22. EARNINGS PER SHARE
| June 30, 2025 | June 30, 2024 |
|||||||||||
| USD | AED | AED | ||||||||||
| Basic and Diluted | Basic and Diluted | Basic and Diluted | ||||||||||
| Earnings | ||||||||||||
| Losses attributable to Micropolis Shareowners | (3,281,764 | ) | (12,050,632 | ) | (11,567,148 | ) | ||||||
| Number of Shares | ||||||||||||
| Weighted average number of shares | 32,052,243 | 32,052,243 | 30,000,000 | |||||||||
| Earnings per Share | ||||||||||||
| Losses attributable to Micropolis Shareowners per share | (0.10 | ) | (0.38 | ) | (0.39 | ) | ||||||
23. SUBSEQUENT EVENTS
23.1
The company entered into Convertible Note agreement with the new investor. The agreement is between Micropolis Holding Company and Streeterville Capital, LLC (the Investor). Under the deal, the Investor is purchasing a convertible promissory note worth $5,430,000 (with a $400,000 discount and $30,000 in transaction expenses, leaving a net purchase price of $5,000,000) along with a warrant to purchase company shares. The Note carries 8% annual interest and matures in 14 months. It is convertible into ordinary shares of the company at a conversion price of $2.75 per share
The note is guaranteed by Micropolis subsidiary and includes standard protections such as mandatory prepayment from future financings, a “most favored nation” clause, and a 50% participation right in future financings. The Company must reserve 6,750,000 shares to cover conversions and warrant exercises, and file an SEC registration statement covering at least 7,100,000 shares for resale.

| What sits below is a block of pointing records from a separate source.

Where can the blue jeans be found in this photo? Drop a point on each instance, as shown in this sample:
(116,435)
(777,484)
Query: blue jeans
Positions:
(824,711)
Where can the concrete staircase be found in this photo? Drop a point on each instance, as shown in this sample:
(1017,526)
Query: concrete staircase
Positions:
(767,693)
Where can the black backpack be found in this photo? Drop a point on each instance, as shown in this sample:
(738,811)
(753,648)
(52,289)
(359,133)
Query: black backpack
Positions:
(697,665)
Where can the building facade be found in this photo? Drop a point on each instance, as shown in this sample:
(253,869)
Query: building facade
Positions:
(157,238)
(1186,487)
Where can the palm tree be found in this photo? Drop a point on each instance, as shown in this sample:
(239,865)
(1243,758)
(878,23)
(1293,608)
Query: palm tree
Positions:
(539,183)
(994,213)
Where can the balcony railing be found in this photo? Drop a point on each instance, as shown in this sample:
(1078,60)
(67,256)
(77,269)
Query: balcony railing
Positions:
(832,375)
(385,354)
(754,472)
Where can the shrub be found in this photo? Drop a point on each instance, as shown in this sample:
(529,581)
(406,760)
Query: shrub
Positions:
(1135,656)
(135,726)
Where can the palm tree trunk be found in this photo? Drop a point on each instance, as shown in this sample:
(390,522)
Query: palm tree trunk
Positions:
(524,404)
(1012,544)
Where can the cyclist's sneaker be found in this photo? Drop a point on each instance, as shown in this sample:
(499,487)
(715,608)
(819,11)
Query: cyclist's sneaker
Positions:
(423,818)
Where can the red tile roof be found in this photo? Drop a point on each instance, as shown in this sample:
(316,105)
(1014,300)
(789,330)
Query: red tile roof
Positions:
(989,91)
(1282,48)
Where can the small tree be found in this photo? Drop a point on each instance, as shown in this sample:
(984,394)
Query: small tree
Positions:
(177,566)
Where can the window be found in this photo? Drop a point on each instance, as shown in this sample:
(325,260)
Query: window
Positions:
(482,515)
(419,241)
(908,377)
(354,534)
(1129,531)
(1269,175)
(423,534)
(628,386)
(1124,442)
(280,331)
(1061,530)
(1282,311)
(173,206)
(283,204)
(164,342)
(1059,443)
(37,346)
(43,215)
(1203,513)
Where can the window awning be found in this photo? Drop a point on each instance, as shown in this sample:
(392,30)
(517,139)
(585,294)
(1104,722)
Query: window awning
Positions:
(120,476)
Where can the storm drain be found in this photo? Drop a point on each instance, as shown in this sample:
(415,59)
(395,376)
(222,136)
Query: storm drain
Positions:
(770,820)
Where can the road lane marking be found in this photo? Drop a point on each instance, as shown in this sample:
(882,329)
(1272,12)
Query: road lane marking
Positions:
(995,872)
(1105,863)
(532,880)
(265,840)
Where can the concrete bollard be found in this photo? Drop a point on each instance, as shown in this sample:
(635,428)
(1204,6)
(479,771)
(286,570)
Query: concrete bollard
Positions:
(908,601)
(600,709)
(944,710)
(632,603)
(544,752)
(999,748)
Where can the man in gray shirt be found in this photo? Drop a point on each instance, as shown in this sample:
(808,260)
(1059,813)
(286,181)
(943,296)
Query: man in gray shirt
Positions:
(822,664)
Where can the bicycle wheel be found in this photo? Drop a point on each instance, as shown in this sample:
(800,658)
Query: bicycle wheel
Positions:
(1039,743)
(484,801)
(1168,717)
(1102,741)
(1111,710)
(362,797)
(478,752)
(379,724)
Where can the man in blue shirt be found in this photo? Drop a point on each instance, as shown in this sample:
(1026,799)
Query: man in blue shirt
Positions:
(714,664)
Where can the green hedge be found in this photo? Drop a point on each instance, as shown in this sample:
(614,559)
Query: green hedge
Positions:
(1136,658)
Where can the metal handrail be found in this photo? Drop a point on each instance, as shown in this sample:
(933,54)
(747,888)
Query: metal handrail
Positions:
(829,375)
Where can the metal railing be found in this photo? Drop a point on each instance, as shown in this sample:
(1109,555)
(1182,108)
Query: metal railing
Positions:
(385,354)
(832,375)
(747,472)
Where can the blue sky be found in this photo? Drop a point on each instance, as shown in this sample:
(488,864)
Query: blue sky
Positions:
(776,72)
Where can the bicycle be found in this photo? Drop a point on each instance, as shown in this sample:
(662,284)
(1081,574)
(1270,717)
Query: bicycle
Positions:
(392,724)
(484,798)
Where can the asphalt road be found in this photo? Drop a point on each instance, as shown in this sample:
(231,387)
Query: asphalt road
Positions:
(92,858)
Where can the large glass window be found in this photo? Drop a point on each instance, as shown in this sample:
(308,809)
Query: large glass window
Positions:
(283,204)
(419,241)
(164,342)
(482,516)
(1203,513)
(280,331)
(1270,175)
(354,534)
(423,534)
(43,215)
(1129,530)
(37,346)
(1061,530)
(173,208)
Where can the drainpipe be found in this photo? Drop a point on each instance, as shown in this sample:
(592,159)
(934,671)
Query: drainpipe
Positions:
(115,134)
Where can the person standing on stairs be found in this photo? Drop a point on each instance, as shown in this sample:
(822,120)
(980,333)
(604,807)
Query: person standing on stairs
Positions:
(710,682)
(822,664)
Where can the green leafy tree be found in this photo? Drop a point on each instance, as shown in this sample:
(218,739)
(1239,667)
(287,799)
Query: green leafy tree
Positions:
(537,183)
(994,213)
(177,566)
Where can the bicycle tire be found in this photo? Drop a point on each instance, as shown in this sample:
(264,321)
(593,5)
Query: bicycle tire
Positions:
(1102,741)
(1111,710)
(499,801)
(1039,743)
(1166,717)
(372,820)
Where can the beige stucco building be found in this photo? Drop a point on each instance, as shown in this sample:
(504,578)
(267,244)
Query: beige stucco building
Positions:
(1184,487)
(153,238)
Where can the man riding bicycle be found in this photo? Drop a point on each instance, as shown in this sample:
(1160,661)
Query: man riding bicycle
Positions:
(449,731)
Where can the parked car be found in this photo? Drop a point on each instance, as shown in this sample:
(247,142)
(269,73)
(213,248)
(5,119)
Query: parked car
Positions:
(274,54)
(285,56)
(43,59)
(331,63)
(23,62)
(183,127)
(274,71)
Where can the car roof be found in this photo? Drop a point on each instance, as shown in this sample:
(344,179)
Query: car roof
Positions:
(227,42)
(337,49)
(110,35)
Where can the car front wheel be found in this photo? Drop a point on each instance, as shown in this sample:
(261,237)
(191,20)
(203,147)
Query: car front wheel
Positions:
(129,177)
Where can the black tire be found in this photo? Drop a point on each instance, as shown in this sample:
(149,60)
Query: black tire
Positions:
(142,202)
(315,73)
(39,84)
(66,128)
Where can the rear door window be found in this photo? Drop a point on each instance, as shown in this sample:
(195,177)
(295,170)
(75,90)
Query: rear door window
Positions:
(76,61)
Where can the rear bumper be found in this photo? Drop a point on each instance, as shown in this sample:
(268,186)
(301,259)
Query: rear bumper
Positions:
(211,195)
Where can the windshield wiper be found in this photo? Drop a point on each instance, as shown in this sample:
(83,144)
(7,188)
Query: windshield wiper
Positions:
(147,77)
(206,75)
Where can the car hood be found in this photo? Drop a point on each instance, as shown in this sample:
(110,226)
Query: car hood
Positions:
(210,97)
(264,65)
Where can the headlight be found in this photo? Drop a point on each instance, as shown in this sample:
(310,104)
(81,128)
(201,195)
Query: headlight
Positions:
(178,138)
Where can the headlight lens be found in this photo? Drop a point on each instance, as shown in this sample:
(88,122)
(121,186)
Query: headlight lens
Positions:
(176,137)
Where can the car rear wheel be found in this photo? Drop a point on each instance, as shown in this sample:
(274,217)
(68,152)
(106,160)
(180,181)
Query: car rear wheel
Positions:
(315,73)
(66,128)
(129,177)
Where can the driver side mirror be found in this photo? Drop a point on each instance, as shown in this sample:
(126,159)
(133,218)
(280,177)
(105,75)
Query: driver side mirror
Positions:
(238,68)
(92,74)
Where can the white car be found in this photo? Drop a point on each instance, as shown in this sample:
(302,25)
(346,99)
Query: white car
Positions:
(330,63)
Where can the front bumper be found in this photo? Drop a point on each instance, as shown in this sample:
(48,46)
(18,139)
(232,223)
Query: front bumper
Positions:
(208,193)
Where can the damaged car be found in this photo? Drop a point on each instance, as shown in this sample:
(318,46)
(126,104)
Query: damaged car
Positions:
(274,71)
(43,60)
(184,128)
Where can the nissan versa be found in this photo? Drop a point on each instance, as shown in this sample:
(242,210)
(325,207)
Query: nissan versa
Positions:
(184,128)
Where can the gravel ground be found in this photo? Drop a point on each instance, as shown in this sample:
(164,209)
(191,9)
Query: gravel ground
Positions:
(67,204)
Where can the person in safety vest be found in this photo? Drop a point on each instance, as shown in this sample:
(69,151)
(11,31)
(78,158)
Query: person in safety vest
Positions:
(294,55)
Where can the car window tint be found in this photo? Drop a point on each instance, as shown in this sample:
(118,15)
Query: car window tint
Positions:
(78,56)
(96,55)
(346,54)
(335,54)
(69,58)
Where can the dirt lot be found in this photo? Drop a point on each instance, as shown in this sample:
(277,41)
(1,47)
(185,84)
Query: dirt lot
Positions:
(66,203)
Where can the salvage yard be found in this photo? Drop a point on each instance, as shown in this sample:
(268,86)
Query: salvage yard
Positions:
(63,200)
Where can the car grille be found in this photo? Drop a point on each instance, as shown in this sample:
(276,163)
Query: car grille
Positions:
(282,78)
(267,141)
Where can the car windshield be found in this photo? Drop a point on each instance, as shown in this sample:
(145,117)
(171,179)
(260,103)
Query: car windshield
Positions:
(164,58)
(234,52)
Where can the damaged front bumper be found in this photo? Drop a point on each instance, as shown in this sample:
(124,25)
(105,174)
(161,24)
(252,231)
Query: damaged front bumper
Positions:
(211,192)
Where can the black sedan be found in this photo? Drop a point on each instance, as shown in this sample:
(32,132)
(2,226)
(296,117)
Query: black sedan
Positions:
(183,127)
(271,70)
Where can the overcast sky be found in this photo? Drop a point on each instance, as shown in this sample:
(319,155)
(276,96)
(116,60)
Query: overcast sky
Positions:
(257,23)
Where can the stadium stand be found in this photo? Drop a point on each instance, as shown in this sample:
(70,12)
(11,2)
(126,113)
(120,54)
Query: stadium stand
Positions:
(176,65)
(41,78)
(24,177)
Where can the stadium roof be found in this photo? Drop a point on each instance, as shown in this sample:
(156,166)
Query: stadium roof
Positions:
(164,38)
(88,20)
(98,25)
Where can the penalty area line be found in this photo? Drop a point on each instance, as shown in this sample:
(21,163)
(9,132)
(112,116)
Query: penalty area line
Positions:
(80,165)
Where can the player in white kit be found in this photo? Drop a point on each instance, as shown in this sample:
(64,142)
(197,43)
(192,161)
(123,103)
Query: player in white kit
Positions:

In addition to the Note, the Investor receives a warrant to purchase 5,000,000 ordinary shares at an exercise price of $5.00 per share. The Warrant is exercisable starting six months after issuance (or earlier if the registration statement becomes effective) and expires the earlier of nine months after registration effectiveness or fourteen months after issuance. It can be exercised for cash or on a cashless basis, with anti-dilution protections lowering the exercise price if future securities are issued below $5.00.